Entry to the drive-in is by donation only, but Lisak said concession sales have brought in a modest revenue. The chamber has shown a different movie each Friday, and production studios have been generous about approving the rights to screen the films, Lisak explained.
“This is something I think that the community really needs, to come together, and to be able to have something memorable come out of this year other than COVID,” she said.
A Drive-In Future?
Partway through the film, Dolores residents Karla and Josh Robson sat in the back of a pickup truck with an oversized American flag attached to the cab. They were there with a total of 12 members of their family, divided between three vehicles.
“I’m sitting in my ’77, watching a ’77 movie,” Karla Robson said, explaining that the truck was a 1977 model and that she saw Star Wars for the first time that year. She didn’t see it in a drive-in, but Josh remembered going to the Arroyo as a kid.
“I wish they would open [it] back up because we need something around this community for that … it’s like an old landmark,” he said.

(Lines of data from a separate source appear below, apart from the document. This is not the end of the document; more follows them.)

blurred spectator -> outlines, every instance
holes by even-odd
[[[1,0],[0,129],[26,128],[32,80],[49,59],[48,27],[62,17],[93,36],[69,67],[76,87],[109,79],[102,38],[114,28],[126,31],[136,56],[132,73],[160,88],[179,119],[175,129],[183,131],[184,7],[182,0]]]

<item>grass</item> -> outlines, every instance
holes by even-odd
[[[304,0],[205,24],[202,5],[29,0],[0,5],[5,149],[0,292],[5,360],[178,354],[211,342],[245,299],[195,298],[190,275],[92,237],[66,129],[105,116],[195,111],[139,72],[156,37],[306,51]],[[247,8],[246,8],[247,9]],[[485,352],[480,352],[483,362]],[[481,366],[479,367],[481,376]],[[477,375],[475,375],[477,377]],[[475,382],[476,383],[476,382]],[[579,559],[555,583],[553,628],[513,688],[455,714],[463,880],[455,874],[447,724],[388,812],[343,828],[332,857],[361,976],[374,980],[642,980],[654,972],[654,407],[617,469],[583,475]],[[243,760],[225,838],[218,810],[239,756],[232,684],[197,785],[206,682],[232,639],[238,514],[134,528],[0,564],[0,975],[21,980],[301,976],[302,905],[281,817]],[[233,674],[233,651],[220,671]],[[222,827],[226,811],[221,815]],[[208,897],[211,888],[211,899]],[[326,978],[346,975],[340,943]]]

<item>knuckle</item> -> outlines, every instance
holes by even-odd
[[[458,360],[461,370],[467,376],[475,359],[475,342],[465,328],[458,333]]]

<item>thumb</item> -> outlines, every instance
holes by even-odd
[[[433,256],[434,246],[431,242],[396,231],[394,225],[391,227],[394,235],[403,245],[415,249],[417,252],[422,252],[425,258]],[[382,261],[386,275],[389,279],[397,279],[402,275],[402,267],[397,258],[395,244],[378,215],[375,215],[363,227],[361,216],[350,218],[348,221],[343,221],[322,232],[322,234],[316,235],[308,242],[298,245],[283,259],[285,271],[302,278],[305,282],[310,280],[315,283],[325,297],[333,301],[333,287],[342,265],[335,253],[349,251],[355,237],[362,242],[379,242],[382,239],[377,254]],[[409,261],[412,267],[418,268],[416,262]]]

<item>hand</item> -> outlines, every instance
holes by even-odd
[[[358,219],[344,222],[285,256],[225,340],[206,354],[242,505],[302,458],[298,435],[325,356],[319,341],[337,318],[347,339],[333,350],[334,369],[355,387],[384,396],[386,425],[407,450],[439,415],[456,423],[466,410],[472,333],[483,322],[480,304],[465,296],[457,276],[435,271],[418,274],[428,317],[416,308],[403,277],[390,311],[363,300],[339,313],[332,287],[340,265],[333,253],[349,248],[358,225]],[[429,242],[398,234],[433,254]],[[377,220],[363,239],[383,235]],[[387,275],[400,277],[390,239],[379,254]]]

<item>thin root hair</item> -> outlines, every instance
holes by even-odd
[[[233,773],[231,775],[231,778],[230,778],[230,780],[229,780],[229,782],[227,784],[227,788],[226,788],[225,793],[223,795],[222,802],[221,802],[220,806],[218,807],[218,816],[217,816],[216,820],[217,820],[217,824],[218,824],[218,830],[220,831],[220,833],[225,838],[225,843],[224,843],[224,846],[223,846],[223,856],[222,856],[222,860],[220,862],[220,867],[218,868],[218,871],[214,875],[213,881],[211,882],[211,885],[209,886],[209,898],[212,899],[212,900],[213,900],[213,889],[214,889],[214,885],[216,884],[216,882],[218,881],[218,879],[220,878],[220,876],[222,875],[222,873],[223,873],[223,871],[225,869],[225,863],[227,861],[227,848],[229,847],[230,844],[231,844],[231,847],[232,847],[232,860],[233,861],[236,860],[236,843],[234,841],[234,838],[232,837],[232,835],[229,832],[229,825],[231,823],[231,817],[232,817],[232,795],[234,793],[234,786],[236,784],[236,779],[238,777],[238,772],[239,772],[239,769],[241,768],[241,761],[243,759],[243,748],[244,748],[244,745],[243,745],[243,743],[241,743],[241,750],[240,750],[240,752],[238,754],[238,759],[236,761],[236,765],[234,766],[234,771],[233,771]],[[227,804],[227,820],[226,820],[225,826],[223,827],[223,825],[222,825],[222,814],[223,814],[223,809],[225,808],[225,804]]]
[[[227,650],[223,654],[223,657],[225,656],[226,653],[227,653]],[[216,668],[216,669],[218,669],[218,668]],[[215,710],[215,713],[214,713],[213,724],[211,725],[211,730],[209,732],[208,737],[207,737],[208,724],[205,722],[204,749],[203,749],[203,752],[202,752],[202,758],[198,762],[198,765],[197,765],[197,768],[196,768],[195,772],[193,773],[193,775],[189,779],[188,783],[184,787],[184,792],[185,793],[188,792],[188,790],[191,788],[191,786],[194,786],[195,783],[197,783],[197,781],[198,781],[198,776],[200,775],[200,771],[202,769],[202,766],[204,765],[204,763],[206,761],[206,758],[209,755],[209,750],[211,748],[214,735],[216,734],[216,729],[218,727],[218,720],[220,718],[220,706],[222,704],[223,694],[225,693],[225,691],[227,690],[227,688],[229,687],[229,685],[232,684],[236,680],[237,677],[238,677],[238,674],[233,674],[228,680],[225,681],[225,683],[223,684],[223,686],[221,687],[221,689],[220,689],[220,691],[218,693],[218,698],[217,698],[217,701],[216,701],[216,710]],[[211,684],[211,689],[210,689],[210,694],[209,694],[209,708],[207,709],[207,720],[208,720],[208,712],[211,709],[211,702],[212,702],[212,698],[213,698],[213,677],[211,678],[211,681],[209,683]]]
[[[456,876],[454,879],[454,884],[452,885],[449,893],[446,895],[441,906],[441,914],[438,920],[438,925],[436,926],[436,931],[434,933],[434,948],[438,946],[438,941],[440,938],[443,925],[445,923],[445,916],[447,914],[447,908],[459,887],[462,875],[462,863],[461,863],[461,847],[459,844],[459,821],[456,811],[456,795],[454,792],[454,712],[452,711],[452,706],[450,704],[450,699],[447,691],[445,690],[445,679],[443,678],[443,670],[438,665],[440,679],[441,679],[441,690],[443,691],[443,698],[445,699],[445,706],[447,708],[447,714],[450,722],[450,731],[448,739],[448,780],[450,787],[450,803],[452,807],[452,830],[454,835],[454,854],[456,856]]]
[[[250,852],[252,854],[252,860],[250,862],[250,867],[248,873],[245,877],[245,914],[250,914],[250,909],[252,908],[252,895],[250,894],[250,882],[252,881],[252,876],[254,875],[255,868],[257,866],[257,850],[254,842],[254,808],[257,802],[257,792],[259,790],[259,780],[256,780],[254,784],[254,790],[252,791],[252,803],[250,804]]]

Allen Theaters still owns the land where the Arroyo once stood. But unfortunately, Russell Allen said building a new drive-in theater would be a lot less realistic today.

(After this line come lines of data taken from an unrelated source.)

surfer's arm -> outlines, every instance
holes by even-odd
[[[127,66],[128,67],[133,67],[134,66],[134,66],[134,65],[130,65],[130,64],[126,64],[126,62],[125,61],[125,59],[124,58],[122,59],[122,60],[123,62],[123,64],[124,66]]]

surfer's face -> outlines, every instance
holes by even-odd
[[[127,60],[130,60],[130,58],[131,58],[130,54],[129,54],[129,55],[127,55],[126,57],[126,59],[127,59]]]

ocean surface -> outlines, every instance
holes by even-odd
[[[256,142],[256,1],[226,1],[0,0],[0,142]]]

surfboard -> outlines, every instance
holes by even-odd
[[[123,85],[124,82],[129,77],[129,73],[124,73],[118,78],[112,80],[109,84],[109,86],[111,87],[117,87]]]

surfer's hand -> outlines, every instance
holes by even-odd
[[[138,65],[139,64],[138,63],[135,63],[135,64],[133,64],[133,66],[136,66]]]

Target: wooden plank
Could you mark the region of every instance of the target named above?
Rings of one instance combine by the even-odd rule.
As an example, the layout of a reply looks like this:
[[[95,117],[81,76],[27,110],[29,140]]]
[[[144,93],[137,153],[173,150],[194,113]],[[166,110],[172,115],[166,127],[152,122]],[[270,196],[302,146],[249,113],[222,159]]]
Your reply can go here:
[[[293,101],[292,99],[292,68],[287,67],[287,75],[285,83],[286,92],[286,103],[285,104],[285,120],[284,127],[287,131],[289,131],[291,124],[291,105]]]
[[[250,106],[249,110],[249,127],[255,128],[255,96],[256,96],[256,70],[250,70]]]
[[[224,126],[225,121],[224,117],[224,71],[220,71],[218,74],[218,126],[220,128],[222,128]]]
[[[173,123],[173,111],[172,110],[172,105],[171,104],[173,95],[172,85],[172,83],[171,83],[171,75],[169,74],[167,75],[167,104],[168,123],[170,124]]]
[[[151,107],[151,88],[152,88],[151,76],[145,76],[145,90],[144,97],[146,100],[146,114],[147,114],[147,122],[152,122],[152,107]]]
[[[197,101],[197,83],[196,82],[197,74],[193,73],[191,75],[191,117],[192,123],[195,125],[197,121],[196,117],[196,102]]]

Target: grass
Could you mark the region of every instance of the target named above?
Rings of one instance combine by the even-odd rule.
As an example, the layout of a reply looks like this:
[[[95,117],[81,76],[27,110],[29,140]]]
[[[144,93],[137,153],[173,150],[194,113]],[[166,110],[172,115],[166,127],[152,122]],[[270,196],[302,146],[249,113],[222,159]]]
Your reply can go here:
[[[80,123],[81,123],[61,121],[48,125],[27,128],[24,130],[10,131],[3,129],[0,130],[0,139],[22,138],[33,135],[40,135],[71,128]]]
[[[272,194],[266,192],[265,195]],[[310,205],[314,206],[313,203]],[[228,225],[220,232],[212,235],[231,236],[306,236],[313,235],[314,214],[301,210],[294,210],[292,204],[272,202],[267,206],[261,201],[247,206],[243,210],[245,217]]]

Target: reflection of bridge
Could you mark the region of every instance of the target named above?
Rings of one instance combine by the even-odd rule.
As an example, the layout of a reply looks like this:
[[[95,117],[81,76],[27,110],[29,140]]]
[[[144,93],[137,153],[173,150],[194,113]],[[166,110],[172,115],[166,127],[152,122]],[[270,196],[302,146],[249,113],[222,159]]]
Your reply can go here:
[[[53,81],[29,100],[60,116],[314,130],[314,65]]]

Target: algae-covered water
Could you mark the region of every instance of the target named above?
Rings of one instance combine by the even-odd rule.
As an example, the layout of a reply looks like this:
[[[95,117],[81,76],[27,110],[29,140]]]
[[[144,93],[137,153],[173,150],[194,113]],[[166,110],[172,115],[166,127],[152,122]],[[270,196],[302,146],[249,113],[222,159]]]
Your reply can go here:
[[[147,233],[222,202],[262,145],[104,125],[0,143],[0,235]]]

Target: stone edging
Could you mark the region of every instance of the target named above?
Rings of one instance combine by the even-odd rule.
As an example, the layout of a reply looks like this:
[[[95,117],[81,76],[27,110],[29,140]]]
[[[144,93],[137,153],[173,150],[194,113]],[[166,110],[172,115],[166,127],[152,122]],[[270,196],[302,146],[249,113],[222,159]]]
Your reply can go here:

“By the time you put it up, it’s going to be about a million bucks a screen, which is about what you pay for an indoor,” he said.
“They’re only good for four months a year, and you can only show one movie a night, two at the most,” he continued. “When you add all those things up, opening a new drive-in this day and age just doesn’t make any sense.”
The company tried its own pop-up drive-in theater in Farmington earlier this summer. Allen said it was relatively successful for the first two weeks, but attendance began to drop shortly thereafter. A COVID-19-related halt in movie production has presented increased difficulty for theaters, whether they’re drive-in or not, he said. In July, Allen Theaters temporarily closed the indoor Fiesta Twin Theater in Cortez until studios release new films.
But despite the lack of viability for commercial drive-ins, Allen says he still appreciates people’s nostalgia.
“The most comforting thing about the drive-ins is people still want to watch a movie,” he said.
And even if commercial drive-ins don’t make a comeback, the Dolores chamber has planned its Friday drive-in movies into September, and is coordinating the construction of a new screen that can fit onto a trailer to facilitate setup. Lisak says there is a chance the movies will continue in the summer of 2021.
“It’ll be interesting to see what the future holds for drive-in movies,” she said. “It is coming back into play because it can be safely done."
So, even if the summer of 2020 won’t have too many bright spots, COVID-19 has at least brought a few more bright screens to the region than it has seen in a while.
Correction: A previous version of story stated that the Arroyo drive-in was located on the northeastern side of Cortez. The site was actually on the northwestern side of the city. The text has been updated.